If you want to live longer, reduce levels of inflammation throughout your body and delay the onset of age-related diseases -- eat less food, say researchers.
According to a study, published in the journal Cell, researchers from the US and China provided the most detailed report of the cellular effects of a calorie-restricted diet in rats.
While the benefits of caloric restriction have long been known, the new results show how this restriction can protect against aging in cellular pathways.
"We already knew that calorie restriction increases life span, but now we've shown all the changes that occur at a single-cell level to cause that," said study senior author Juan Carlos Izpisua Belmonte from the Salk Institute in the US
"This gives us targets that we may eventually be able to act on with drugs to treat aging in humans," Belmonte added.
For the findings, the research team compared rats who ate 30 per cent fewer calories with rats on normal diets.
The diet of animals in the age group of 18-27 months was controlled. (In humans, this would be roughly equivalent to someone following a calorie-restricted diet from the age of 50 to 70.)
The research team isolated and analysed a total of 168,703 cells from 40 cell types in the 56 rats from starting as well as during the conclusion of the diet. The cells came from fat tissues, liver, kidney, aorta, skin, bone marrow, brain and muscle.
In each isolated cell, the researchers used single-cell genetic-sequencing technology to measure the activity levels of genes.
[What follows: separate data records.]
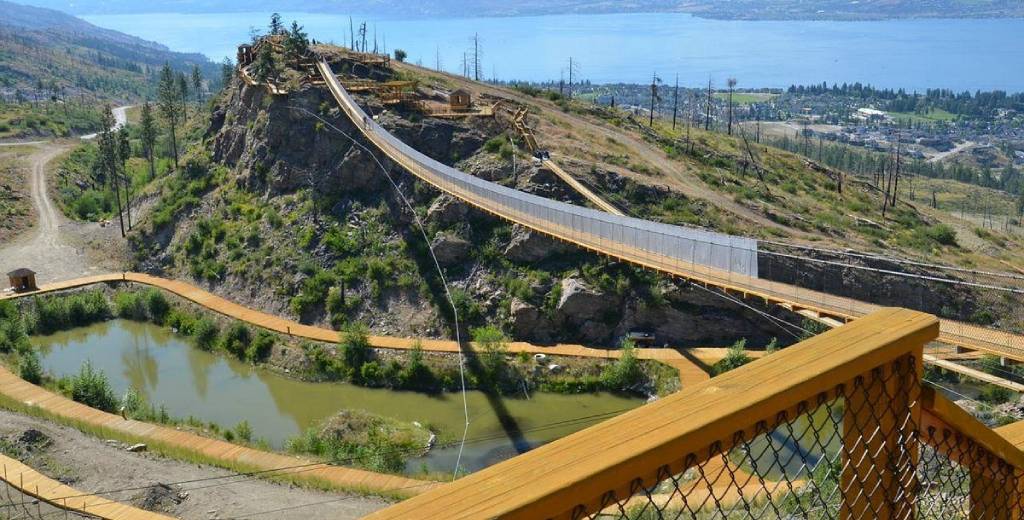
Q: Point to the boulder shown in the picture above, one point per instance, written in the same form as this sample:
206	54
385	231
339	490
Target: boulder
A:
446	211
450	249
529	246
528	322
580	303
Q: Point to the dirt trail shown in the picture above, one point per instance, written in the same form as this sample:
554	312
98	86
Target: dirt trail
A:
43	248
90	464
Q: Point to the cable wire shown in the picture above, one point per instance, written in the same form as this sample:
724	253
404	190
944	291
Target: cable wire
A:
440	272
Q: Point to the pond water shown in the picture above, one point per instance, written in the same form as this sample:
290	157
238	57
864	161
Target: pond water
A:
215	388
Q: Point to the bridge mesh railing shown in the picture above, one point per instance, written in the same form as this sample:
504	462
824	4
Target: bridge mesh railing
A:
856	451
724	261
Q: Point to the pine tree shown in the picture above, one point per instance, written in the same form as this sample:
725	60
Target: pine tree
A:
182	84
169	105
198	83
109	159
147	133
276	27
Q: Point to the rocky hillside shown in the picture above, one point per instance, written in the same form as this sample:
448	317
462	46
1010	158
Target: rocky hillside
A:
280	211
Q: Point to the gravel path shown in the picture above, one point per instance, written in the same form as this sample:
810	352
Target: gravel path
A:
44	248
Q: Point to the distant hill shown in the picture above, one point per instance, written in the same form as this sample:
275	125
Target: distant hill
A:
46	47
745	9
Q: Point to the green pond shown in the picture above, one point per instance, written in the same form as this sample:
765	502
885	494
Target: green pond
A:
216	388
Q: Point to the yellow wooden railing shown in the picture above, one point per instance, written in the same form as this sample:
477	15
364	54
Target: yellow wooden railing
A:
840	426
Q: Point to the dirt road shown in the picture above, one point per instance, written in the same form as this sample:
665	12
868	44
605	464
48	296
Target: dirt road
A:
44	248
180	489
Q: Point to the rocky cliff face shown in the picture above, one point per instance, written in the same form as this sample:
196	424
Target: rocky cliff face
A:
328	240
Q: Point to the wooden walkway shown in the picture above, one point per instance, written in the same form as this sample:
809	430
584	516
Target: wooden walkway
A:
822	306
37	485
213	450
288	327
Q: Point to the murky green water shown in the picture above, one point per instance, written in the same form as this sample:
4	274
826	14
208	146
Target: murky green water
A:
214	388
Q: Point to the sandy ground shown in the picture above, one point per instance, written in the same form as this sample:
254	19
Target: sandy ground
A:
180	489
47	248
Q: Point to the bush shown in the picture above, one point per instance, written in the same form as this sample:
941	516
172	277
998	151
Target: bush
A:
29	366
493	348
354	348
244	432
735	358
205	333
416	375
994	395
157	305
90	387
130	306
626	372
941	233
260	347
237	339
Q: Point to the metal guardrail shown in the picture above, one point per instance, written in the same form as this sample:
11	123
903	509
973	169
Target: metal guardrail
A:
840	426
591	227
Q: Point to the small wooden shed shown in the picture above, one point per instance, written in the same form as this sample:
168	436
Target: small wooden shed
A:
23	279
460	99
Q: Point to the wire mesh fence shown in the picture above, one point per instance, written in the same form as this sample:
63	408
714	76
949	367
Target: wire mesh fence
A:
17	506
856	451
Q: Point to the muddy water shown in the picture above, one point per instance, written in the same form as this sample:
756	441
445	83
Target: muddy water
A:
214	388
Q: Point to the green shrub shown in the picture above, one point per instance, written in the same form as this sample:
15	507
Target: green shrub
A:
493	345
941	233
355	348
626	372
90	387
735	358
244	432
260	347
237	339
130	306
205	332
29	366
157	305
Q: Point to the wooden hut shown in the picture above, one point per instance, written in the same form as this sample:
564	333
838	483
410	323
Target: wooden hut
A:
460	99
23	279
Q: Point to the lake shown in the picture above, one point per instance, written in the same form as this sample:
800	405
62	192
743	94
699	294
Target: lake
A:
214	388
907	53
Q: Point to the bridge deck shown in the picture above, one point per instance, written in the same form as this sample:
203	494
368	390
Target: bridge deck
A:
825	305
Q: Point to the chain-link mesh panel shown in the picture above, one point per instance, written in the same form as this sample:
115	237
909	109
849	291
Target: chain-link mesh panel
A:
854	452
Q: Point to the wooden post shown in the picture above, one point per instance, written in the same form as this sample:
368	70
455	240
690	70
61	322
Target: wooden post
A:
880	455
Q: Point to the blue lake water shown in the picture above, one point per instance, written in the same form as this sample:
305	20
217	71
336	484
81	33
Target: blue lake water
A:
908	53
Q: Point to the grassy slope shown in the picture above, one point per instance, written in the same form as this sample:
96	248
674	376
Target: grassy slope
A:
795	203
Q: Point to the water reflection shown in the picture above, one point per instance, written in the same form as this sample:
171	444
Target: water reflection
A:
214	388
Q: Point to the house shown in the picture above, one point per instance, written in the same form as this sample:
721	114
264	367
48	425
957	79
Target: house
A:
23	279
460	99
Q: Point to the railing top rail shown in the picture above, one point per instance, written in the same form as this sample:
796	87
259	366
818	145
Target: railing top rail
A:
553	479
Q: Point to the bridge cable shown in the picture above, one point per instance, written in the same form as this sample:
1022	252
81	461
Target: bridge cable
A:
440	272
244	477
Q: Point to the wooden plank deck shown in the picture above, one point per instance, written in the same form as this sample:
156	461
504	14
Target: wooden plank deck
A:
226	453
35	484
825	306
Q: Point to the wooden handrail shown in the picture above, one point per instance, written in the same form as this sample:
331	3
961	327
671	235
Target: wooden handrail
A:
551	480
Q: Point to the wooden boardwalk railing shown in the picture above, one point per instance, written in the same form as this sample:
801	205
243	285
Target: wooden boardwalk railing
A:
840	426
819	304
288	327
37	485
205	448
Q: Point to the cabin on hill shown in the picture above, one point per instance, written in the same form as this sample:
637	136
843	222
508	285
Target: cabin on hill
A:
460	99
23	279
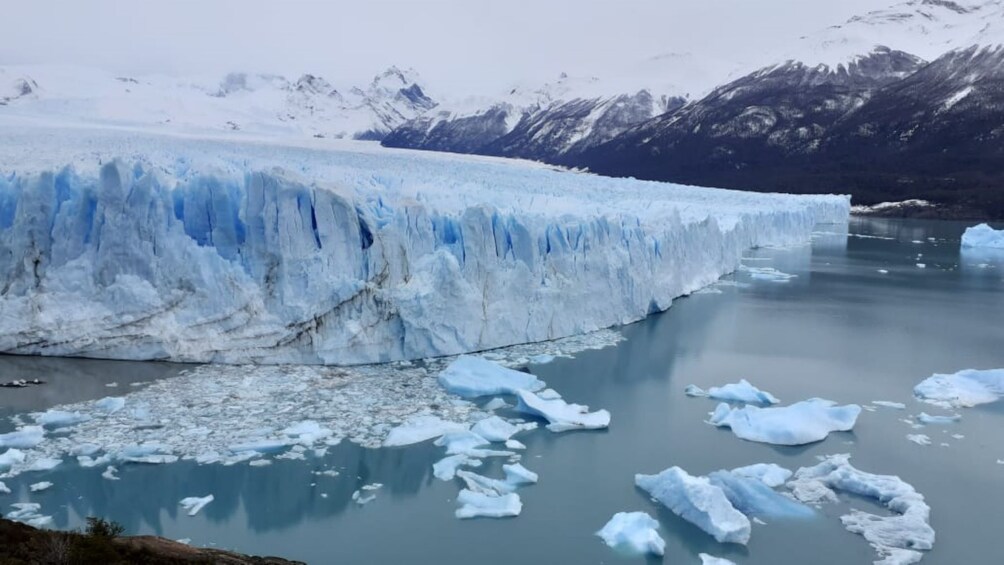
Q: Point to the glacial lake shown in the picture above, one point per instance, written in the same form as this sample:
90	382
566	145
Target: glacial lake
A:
840	329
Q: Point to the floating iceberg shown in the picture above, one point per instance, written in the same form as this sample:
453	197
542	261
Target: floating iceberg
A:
27	437
962	389
471	376
707	559
898	538
128	245
195	504
475	505
795	425
983	236
633	532
755	499
767	473
741	391
421	429
699	502
561	415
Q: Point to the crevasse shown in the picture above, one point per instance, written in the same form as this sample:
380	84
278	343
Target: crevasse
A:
343	257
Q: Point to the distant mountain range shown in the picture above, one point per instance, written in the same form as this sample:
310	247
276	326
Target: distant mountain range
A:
892	104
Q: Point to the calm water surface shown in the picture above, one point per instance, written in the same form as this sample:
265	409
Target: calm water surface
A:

They also looked at the overall composition of cell types within any given tissue. Then, they compared old and young mice on each diet.
Many of the changes that occurred as rats on the normal diet grew older didn't occur in rats on a restricted diet; even in old age, many of the tissues and cells of animals on the diet closely resembled those of young rats.
Overall, 57 per cent of the age-related changes in cell composition seen in the tissues of rats on a normal diet were not present in the rats on the calorie restricted diet, the study said.
"This approach not only told us the effect of calorie restriction on these cell types, but also provided the most complete and detailed study of what happens at a single-cell level during aging," said study researcher Guang-Hui Liu from Chinese Academy of Sciences in China.
According to the study, some of the cells and genes most affected by the diet related to immunity, inflammation and lipid metabolism.
The number of immune cells in nearly every tissue studied dramatically increased as control rats aged but was not affected by age in rats with restricted calories.
In brown adipose tissue--one type of fat tissue--a calorie-restricted diet reverted the expression levels of many anti-inflammatory genes to those seen in young animals, the research said.